There’s a lot of misinformation floating around about the smog test process.  The following is a clarification on the majority of questions we encounter. Note: We only perform the 2000 and newer test stated below.  This test is called the Bar-OIS test.

1) There are technically 2 different types of tests in California.  A few small areas have no smog inspection because of the higher air quality in those areas.  In the bigger city areas, where air quality is at its worst and for vehicles 1999 and older there is the Enhanced Smog Inspection, which tests five gases (oxygen, carbon dioxide, hydrocarbons, carbon monoxide, and nitrogen oxide) and runs the test on a chassis dynamometer. 

In vehicles 2000 and newer will no longer have their tailpipe emissions tested on treadmill-like machines known as dynamometers. Instead, technicians will plug into the vehicles’ on-board computers to find out how well the cars perform when they’re actually on the road. 

This is known as the Bar-OIS test and the only test we do at Placentia Super Service

2) When selling a vehicle, it is the SELLER’s responsibility to have a vehicle smog checked on or before transfer of ownership.  Even if a seller and buyer make a deal that the buyer is going to smog it, any problems smogging the vehicle can legally go back on the seller. 

3) A smog certificate is only good for 90 days.  If you smog your vehicle and fail to complete your registration with the DMV, and 91 or more days elapse, you WILL have to smog it again. 

4) There are three reasons to smog a vehicle: Biennial (every other year for your DMV renewal of registration, which starts when a vehicle turns 6 or 7 years old); Change of Ownership (unless it’s a blood-relative transfer with the same last name, a vehicle must be smogged to change ownership; note: this does NOT alter the preset Biennial smog schedule for the vehicle; so if you buy a vehicle and six months later it comes due for it’s Biennial test, it will have to be smogged again even though it was just smogged six months prior for the transfer); Initial Inspection (bringing a vehicle into California requires an additional smog inspection; again, this will not alter its Biennial smog schedule). 

5) There are 2 components to the smog inspection (note: we are focusing on the Bar-OIS program that Placentia Super Service performs for vehicles 2000 and newer).  First, there is the visual inspection: determine that all required smog devices are in place, and any aftermarket modifications are legal (note: any aftermarket modifications, such as an air cleaner, catalyst, headers, etc. MUST be tagged with an Executive Order label indicating that the part is a legal replacement unit for California; if not, it WILL fail the smog test on that technicality).  Second, there is the functional test, which checks to make sure all required smog devices are functioning as designed.  This test includes a quicker, computer-based test that uses the diagnostic capabilities of the vehicle's computer system instead of the traditional tailpipe probe to measure the vehicle's emissions. This On-Board Diagnostic system gathers information and determines if the vehicle's emission control systems are operating properly. 

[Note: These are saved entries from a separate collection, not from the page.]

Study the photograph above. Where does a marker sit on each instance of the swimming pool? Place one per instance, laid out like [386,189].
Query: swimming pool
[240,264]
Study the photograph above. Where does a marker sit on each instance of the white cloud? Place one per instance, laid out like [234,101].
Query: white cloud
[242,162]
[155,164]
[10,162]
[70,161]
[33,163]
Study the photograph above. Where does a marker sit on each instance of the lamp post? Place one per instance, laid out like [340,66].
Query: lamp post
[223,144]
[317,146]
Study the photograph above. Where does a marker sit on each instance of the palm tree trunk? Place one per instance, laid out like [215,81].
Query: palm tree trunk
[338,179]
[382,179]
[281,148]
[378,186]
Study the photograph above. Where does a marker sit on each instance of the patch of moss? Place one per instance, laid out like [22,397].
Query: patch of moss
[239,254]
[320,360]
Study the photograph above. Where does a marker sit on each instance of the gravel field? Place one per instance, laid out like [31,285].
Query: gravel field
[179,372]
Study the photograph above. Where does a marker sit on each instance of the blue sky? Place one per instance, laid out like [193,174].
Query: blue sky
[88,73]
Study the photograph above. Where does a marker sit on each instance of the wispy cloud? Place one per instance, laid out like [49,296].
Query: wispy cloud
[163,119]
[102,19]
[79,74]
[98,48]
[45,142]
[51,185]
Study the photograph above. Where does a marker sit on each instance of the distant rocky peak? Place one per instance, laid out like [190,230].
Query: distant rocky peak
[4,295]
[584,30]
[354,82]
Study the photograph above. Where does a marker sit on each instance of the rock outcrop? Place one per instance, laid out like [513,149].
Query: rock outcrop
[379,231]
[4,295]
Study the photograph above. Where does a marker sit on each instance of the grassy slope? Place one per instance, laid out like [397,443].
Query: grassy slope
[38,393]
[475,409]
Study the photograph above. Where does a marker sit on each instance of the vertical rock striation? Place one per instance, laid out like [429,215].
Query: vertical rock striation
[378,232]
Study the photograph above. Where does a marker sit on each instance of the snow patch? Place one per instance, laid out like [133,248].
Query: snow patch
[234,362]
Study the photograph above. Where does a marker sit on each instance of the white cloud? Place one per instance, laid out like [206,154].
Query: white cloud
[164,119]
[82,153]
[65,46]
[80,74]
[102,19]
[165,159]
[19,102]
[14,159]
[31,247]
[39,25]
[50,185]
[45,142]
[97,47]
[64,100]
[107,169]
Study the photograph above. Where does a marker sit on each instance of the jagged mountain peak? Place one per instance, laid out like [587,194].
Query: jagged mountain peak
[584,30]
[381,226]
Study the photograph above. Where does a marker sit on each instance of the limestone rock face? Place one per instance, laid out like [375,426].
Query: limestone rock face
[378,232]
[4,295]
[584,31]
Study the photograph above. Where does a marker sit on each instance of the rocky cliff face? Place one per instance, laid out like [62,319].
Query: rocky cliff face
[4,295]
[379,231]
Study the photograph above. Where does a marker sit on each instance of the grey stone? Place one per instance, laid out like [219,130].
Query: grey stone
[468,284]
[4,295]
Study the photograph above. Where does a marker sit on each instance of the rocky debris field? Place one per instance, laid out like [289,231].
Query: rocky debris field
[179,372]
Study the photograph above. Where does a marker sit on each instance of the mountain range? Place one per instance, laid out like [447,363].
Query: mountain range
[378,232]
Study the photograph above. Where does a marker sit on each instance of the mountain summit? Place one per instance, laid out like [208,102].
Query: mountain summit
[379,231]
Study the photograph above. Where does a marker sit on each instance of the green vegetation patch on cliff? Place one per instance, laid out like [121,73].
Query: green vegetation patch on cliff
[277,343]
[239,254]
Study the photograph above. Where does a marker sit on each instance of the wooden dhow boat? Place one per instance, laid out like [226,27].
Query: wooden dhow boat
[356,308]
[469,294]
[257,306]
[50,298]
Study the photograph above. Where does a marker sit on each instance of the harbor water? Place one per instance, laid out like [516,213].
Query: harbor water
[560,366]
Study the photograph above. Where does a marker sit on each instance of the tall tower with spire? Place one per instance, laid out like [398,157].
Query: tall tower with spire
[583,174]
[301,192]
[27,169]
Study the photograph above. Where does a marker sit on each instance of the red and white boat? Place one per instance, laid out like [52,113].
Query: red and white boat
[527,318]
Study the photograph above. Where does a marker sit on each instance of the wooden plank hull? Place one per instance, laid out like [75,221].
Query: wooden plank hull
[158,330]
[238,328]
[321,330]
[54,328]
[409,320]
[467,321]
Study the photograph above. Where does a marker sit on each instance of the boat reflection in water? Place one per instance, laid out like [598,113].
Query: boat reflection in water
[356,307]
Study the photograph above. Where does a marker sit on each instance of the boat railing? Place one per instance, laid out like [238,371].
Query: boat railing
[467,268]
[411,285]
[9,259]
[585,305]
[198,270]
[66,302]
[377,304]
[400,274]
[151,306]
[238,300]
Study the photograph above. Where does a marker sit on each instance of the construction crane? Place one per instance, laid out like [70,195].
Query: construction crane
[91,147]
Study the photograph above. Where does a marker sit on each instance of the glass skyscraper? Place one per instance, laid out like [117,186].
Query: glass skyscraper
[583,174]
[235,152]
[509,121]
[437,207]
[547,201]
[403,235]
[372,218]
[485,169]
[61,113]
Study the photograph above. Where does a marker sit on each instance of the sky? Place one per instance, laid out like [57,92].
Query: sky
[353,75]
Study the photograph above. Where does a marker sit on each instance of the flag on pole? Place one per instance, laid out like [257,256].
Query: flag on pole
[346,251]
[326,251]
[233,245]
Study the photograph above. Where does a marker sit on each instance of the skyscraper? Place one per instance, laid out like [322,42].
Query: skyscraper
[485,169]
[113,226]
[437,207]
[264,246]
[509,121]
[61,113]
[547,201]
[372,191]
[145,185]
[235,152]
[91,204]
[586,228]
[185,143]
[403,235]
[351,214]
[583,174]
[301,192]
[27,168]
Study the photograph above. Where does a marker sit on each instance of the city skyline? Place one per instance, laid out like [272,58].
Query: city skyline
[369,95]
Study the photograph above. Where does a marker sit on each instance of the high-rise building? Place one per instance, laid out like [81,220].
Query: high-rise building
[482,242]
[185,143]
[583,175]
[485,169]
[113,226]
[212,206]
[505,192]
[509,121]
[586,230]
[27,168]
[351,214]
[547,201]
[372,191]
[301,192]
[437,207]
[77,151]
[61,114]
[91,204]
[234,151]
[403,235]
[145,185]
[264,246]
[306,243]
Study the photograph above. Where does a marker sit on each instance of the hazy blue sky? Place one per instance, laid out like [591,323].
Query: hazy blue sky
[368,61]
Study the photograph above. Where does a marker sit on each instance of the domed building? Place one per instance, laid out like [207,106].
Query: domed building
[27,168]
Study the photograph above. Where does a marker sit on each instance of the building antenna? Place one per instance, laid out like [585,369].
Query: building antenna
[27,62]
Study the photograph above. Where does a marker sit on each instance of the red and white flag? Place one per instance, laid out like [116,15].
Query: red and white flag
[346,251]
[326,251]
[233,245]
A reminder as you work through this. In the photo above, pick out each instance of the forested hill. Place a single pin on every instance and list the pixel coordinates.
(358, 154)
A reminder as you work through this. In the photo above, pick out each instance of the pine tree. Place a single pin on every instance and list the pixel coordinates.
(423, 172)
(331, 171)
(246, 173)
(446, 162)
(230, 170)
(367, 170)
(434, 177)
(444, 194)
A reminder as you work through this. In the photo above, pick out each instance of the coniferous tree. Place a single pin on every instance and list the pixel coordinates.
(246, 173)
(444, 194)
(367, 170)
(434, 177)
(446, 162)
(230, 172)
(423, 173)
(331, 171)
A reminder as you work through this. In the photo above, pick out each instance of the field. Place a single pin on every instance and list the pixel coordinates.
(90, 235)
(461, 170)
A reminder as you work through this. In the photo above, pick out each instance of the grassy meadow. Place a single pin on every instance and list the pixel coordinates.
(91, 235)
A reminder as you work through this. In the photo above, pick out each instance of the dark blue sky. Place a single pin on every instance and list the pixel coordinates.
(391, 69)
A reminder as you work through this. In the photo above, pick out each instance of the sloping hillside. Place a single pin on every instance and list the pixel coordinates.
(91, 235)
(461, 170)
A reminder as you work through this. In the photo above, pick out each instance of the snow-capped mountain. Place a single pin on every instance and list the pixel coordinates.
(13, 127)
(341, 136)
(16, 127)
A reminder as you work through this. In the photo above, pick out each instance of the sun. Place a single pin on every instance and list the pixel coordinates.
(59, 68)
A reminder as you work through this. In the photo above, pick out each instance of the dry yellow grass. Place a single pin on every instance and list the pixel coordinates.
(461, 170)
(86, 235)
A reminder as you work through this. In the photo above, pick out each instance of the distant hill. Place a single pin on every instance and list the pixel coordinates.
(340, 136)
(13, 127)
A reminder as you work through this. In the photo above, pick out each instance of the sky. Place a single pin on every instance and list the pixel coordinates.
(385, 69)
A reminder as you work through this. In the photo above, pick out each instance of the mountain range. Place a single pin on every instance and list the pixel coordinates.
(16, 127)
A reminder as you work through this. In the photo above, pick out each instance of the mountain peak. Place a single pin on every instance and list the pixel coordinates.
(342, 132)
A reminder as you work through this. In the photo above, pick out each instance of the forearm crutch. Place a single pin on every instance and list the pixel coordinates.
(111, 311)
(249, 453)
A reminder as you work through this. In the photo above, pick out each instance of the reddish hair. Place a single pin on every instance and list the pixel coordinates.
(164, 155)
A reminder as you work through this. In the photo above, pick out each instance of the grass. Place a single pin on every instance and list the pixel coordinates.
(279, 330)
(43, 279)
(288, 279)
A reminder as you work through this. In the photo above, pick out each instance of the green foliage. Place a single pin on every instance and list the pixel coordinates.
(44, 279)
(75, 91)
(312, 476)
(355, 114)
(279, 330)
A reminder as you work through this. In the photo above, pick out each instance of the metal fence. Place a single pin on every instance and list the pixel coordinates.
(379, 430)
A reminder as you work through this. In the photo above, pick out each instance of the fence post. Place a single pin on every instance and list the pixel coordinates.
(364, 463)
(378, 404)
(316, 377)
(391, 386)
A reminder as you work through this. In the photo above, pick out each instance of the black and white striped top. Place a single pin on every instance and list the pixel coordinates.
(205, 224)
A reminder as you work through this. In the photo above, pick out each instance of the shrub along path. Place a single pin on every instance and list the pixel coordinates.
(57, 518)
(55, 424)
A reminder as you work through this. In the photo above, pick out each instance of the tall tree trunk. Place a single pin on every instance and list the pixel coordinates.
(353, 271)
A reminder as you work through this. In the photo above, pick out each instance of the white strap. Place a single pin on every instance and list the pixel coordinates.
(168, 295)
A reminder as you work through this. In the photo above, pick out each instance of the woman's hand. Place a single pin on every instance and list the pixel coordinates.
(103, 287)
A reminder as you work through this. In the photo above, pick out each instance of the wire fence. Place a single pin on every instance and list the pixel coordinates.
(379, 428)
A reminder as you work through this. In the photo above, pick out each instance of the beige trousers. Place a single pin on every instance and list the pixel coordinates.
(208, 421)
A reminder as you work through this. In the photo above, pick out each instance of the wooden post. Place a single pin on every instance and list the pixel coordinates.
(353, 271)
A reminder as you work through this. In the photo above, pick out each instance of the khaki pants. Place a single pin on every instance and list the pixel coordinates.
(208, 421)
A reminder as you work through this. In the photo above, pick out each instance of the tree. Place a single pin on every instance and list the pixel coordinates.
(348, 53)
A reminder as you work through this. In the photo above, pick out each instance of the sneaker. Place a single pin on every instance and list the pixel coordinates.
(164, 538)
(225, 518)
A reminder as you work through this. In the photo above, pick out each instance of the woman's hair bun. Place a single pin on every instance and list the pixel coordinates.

6) Whether a vehicle passes or fails the smog inspection, the test results ARE reported to the State.  There is no way around this.  We’ve had people request that a smog test be run but not have the results reported — this is not only impossible by the programming of the smog machine, it’s also not permitted.  Also, whether a vehicle passes or fails, you should always be given a paper copy of the smog inspection test results. Keep this paper copy in your records.  The test results are transmitted electronically to the State (smog check stations are required to have a dedicated phone line just for the smog machine for this purpose) but every once in a while, as with any technology, there can be transmission errors.  Keeping the paper copy in your records (or particularly in your car, at least until you receive your registration tags) is a good backup in case the test results don’t transmit or get lost in DMV’s system.  Again, this is rare, but it does happen.

7) If your Check Engine or Service Engine Soon light is on, your vehicle WILL fail the smog test.  Also, on 1996 and newer models, disconnecting the battery or clearing codes immediately before a smog inspection will be a cause for failure because the computer of the car will be in a “Not Ready” state.   

8) Smog check labor charges vary by shop (Placentia Super Service charges $39.95).  However, the smog certificate fee (currently $8.25) is set by the State and cannot be charged otherwise.  If you do not pass the smog test, there should be no certificate fee — you’ll only pay for the technician’s labor time for a failed test.  There is also a transmittal fee of $1.80 for every test, again set by the state.

9) If you’re going to call around to various smog check shops to compare prices, make sure you’re comparing apples to apples.  Some shops will advertise “Just $39.75 for a smog inspection!” but in the fine print it says “Plus Certificate”.  Other shops will clearly advertise “$45 for a smog inspection, including certificate”.  So if you hear $39.75 at one shop and $45 at another, but neither specifies whether the certificate is included or not, make sure you ask so you don’t walk into the shop that sounds cheaper and then get hit with a surprise of a larger bill once the certificate fee is added in.

 10) If a vehicle fails smog, it will likely require some form of diagnostic to determine what repairs are needed.  Please note that, by law, smog-related repairs must be conducted by a licensed smog technician. We can fix most problems related to smog failures at Placentia Super Service.